Chart Attribute: The average price to install a residential, commercial or utility-scale solar system fell sharply between 2010 and June 2017, dropping from $ 5.79 per watt to $1.54 per watt. / Source: EIA.gov

Solar is projected to continue to grow for the foreseeable future. However, recent events such as the solar trade tariff and tax code changes could dampen that trend. According to one estimate, the tariff alone will reduce solar installations by 11 percent from 2018 through 2022.

"Essentially, this has a meaningful but not destructive impact on solar installations, and at the same time it’s not exceptionally encouraging for domestic solar cell and module manufacturing," said MJ Shiao, Head of Americas research for GTM Research. "Some people look at it as a win-win; some people look at it as a lose-lose."

The Trump administration’s solar tariff will be more challenging for utility-scale solar projects than for residential, because the modules account for a larger share of the total cost of large projects. A 30-percent tariff will likely increase the costs of solar installations by about 11 cents per watt, or roughly 10 percent, which could reduce the amount of solar installed over the next 4 years by five to eight gigawatts of capacity, mostly at the utility scale.

The China Factor


China’s edge in solar panel manufacturing – apart from low wages – is driven by scale and supply-chain development, spurred by cost inducements like low-interest loans, technology development assistance and cheap land. Other newly industrialized countries like South Korea and Taiwan have followed China’s lead by fostering their own solar manufacturing bases with targeted subsidies.

As for solar panels are concerned, China exported about $1.5 billion worth of them to the United States in 2016, a huge increase from the $188.9 million worth in 2007, according to the Census Bureau.

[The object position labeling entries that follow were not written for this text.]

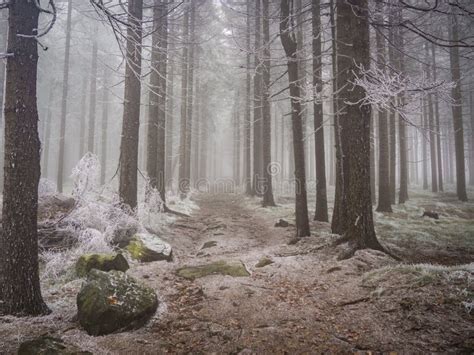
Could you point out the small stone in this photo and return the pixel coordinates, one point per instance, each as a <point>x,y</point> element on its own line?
<point>264,262</point>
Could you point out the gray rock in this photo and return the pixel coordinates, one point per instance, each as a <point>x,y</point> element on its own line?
<point>147,247</point>
<point>110,302</point>
<point>103,262</point>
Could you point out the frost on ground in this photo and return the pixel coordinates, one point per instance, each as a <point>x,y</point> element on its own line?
<point>305,300</point>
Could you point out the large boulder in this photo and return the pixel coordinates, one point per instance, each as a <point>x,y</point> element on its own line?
<point>46,345</point>
<point>113,301</point>
<point>103,262</point>
<point>146,247</point>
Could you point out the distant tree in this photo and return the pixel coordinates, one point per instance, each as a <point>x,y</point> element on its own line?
<point>268,199</point>
<point>353,38</point>
<point>457,108</point>
<point>131,110</point>
<point>20,292</point>
<point>64,99</point>
<point>289,43</point>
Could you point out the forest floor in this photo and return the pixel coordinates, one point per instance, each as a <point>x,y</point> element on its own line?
<point>306,301</point>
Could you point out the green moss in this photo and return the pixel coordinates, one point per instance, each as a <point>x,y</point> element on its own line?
<point>264,262</point>
<point>235,269</point>
<point>103,262</point>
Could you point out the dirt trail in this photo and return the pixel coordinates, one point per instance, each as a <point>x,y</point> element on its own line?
<point>305,301</point>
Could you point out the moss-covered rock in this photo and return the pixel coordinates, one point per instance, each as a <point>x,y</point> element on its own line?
<point>265,261</point>
<point>148,247</point>
<point>113,301</point>
<point>103,262</point>
<point>234,268</point>
<point>46,345</point>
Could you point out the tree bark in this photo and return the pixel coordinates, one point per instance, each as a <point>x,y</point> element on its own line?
<point>290,45</point>
<point>321,211</point>
<point>64,99</point>
<point>353,25</point>
<point>131,111</point>
<point>93,93</point>
<point>183,184</point>
<point>105,122</point>
<point>20,291</point>
<point>384,200</point>
<point>457,110</point>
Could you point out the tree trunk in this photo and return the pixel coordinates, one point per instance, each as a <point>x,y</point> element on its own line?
<point>190,93</point>
<point>131,110</point>
<point>20,291</point>
<point>432,127</point>
<point>438,130</point>
<point>257,107</point>
<point>82,117</point>
<point>64,98</point>
<point>353,25</point>
<point>321,211</point>
<point>183,184</point>
<point>93,93</point>
<point>384,200</point>
<point>457,110</point>
<point>247,119</point>
<point>105,119</point>
<point>289,44</point>
<point>268,200</point>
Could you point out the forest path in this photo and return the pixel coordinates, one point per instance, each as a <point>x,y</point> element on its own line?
<point>304,302</point>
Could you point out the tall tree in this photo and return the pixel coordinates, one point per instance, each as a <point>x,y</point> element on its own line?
<point>384,200</point>
<point>20,292</point>
<point>321,211</point>
<point>289,43</point>
<point>247,118</point>
<point>353,24</point>
<point>93,91</point>
<point>268,199</point>
<point>257,105</point>
<point>131,110</point>
<point>104,124</point>
<point>64,99</point>
<point>438,130</point>
<point>457,108</point>
<point>183,184</point>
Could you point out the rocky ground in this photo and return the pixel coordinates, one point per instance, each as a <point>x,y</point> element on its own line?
<point>289,298</point>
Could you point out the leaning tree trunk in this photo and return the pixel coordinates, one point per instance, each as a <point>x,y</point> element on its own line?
<point>20,291</point>
<point>290,45</point>
<point>353,24</point>
<point>384,201</point>
<point>268,199</point>
<point>457,110</point>
<point>64,98</point>
<point>131,110</point>
<point>321,211</point>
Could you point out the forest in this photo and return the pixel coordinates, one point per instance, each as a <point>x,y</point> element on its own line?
<point>237,176</point>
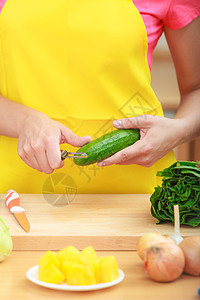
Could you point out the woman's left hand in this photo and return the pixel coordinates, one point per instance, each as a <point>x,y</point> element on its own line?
<point>158,135</point>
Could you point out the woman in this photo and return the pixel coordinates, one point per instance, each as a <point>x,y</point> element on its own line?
<point>70,68</point>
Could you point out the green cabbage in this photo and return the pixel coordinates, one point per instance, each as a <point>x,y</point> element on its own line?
<point>180,185</point>
<point>6,244</point>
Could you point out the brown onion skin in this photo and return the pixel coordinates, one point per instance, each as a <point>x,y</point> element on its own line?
<point>191,249</point>
<point>164,262</point>
<point>148,240</point>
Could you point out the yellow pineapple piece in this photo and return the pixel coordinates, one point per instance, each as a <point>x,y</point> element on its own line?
<point>48,272</point>
<point>78,274</point>
<point>69,253</point>
<point>49,256</point>
<point>108,269</point>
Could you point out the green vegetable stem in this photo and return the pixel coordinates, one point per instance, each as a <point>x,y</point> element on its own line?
<point>180,185</point>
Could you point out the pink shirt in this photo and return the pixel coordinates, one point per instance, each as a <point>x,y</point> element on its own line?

A trade war with China would have myriad unintended consequences – higher consumer prices, off-shored jobs, an increased trade deficit with China, and Chinese retaliation prime among them. It would also threaten the economic growth and bull market that Trump inherited, but claims credit for. But, according to Joshua D. Rhodes, an Energy Research Fellow at University of Texas (Austin) - "The biggest challenge for U.S. solar companies – particularly installers – is uncertainty. Congress recently tried unsuccessfully to cancel tax credits for installing new solar capacity, and the tax cut bill that was enacted in December includes some changes that may affect credits for investing in solar. Companies need certainty to create value and jobs – and for solar and other renewable energy sources, certainty is in short supply at the moment."

Conclusion

In short, the Americans are inviting payback by foreign governments, all because of the bailing petitions filed by the bankrupt companies. This could result in the cancellation/delaying of orders for Boeing aircraft or Illinois soybeans by China. South Korea has already challenged the tariffs before the World Trade Organization (WTO), which could authorize retaliatory tariffs against the U.S. In our today's globalized world (which is mainly created by U.S only), every country and its government (as a trading partner) have the same or less/same or more protectionist weaponaries in their inventory like everyone else and the same political pressures to use them. But only time will tell wether a tit-for-tat actions will be taken in the form retaliatory tariffs or the status quo remain maintained through direct negotiations or via WTO.